Imagindia to Nominate President Donald J. Trump for Gandhi Peace Prize — If Cambodia–Thailand Peace Accord Is Signed at ASEAN Summit

WASHINGTON, DC - OCTOBER 07: U.S. President Donald Trump speaks during a meeting with Canadian Prime Minister Mark Carney in the Oval Office of the White House on October 07, 2025 in Washington, DC. Carney visited the White House earlier in the year after he was elected prime minister. Carney and Trump will meet in the Oval Office and later have a bilateral lunch where they are expected to discuss a range of topics including U.S. tariffs. (Photo by Anna Moneymaker/Getty Images)

The Imagindia Institute, a leading Indian foreign affairs think tank, announced today that it will nominate President Donald J. Trump for the Gandhi Peace Prize if he successfully facilitates a peace agreement between Cambodia and Thailand at the upcoming ASEAN Summit in Kuala Lumpur on October 26, 2025.

According to regional diplomatic sources, President Trump is expected to meet Cambodian Prime Minister Hun Manet and Thai Prime Minister Anutin Charnvirakul on the sidelines of the summit, where a bilateral peace framework is reportedly under negotiation. The proposed accord would address long-standing border and temple disputes, expand economic cooperation, and promote cross-border demilitarization.

A Historic Opportunity for Asian Peace
“If President Trump succeeds in bringing lasting peace between Cambodia and Thailand, it would stand as one of the most consequential acts of peace diplomacy in Asia in the early decades of the twenty-first century,” said Robinder Sachdev, President of the Imagindia Institute.

“Thailand and Cambodia are civilizational siblings of India — part of a shared cultural geography bound through millennia of faith, temples, teachers, and the pursuit of balance and the Middle Path, both in life and in the conduct of relations among nations. A lasting peace between them would not only secure harmony along their borders but also expand the very geography of coexistence in Asia.

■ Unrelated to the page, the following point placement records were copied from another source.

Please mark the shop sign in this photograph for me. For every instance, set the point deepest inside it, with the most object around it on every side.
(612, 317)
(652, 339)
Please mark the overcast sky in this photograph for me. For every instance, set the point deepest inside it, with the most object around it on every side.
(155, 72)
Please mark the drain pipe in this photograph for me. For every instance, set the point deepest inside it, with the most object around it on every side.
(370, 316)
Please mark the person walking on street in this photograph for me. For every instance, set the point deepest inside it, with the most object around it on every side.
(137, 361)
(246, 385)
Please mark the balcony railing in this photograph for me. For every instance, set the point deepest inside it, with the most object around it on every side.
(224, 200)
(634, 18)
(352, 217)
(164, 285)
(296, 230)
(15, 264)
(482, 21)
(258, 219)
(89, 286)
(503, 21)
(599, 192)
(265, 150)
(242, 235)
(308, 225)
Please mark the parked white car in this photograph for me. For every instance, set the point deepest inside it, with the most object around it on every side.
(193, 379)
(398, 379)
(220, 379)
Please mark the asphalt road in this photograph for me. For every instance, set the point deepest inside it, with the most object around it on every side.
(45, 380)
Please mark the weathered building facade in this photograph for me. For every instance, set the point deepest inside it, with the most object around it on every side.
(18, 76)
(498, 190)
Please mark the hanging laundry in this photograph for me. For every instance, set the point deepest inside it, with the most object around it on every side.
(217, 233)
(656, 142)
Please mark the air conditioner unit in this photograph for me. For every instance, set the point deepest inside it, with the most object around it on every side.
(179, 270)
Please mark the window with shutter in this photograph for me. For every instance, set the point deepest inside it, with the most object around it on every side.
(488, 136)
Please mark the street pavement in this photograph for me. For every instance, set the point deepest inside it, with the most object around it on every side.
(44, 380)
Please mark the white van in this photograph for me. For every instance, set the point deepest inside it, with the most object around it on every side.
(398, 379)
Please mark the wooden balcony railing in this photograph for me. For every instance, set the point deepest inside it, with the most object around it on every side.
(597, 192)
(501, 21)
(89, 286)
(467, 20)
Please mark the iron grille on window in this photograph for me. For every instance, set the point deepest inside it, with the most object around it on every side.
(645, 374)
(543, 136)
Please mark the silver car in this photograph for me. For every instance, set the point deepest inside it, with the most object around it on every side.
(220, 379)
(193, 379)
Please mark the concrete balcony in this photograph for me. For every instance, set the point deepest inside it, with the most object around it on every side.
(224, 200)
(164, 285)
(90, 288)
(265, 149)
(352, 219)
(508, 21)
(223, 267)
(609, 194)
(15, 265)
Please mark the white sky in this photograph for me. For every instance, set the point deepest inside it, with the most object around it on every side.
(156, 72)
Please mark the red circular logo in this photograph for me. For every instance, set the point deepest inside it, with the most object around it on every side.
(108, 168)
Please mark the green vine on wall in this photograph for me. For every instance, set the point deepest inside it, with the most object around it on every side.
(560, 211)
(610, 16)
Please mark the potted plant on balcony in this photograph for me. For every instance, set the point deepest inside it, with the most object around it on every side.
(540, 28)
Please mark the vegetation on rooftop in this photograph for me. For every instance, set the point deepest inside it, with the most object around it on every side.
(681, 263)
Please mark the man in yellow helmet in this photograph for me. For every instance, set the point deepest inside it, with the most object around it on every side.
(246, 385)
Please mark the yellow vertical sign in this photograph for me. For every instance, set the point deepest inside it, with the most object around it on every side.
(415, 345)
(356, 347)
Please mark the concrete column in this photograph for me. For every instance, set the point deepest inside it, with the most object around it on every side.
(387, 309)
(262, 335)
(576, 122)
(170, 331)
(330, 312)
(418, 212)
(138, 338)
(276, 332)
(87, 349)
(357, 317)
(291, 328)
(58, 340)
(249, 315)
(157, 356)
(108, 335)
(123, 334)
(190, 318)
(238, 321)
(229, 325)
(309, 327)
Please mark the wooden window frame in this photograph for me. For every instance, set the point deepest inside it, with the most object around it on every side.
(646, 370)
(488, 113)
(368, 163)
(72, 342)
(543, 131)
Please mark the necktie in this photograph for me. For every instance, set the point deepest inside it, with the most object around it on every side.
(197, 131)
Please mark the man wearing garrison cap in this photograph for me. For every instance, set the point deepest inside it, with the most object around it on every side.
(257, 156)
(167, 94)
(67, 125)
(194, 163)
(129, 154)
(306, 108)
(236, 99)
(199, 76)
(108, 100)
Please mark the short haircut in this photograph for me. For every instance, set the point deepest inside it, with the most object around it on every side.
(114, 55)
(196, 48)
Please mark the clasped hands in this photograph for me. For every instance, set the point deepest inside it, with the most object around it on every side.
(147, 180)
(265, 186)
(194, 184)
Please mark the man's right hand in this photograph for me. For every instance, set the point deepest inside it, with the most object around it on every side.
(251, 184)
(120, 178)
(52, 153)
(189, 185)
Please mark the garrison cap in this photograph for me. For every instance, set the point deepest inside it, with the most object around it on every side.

Their reconciliation, grounded in the spirit of live and let live and achieved through dialogue, would rekindle Asia’s timeless ideal — where wisdom tempers power, balance transcends rivalry, and compassion once again guides the art of statecraft.

We are also proposing the creation of a ‘Garden of Peace’ to commemorate this accord — a living symbol of reconciliation, renewal, and the enduring spirit of Asian harmony.”

The Garden of Peace – Dangrek Mountains

The proposed Garden of Peace would be located in the neutral buffer area adjoining the Preah Vihear Temple, between Cambodia’s Preah Vihear Province and Thailand’s Sisaket Province along the Dangrek Mountains ridge.

The Preah Vihear complex, a UNESCO World Heritage Site, embodies the shared Hindu-Buddhist heritage of the region. Its iconography, architecture, and inscriptions reflect a spiritual continuum that flows from India through Angkor to Siam. Venerated by both nations, it stands as an ideal physical and civilizational site for a memorial that transforms a former zone of tension into a sanctuary of trust.

Imagindia’s concept for the “Garden of Peace – Dangrek Mountains” envisions a jointly created landscaped sanctuary overlooking the temple, with twin Cambodian and Thai pavilions joined by a lotus-lined bridge and inscribed verses on peace, coexistence, and the Middle Path. Supported by India and ASEAN, the initiative would serve as a living testament that ancient civilizations can resolve modern conflicts through dialogue, shared heritage, and the wisdom of balance — reaffirming that peace, like civilization itself, must be continually cultivated.

Conditional Nomination for a New Era of Diplomacy

The Gandhi Peace Prize, instituted by the Government of India in 1995, honors individuals and institutions that advance peace, non-violence, and humanitarian service. Past laureates include Nelson Mandela, Baba Amte of India, Yohei Sasakawa of Japan, Sultan Qaboos bin Said of Oman, Dr. Julius K. Nyerere of Tanzania, and Gerhard Fischer of Germany—all honored for advancing peace, compassion, and humanitarian service in the Gandhian spirit.

Mr. Sachdev emphasized that the initiative is non-political and conditional, depending entirely on the successful signing of a verifiable peace accord. “If the Kuala Lumpur meeting results in a signed agreement, India and the world should recognize that peace can emerge even from disruption when leadership channels power toward dialogue. That, in essence, is the Gandhian spirit,” he said.

Upon the signing of the accord, Imagindia will submit a formal nomination to the Ministry of Culture, Government of India, accompanied by a policy brief outlining the Cambodia–Thailand peace process and its alignment with Gandhian principles of non-violence, coexistence, and civilizational harmony.

 

About: The Imagindia Institute is an independent, non-partisan think tank dedicated to research, dialogue, and initiatives in public diplomacy, world affairs, civilizational thought, and creative thinking for problem-solving and futurism across cultures.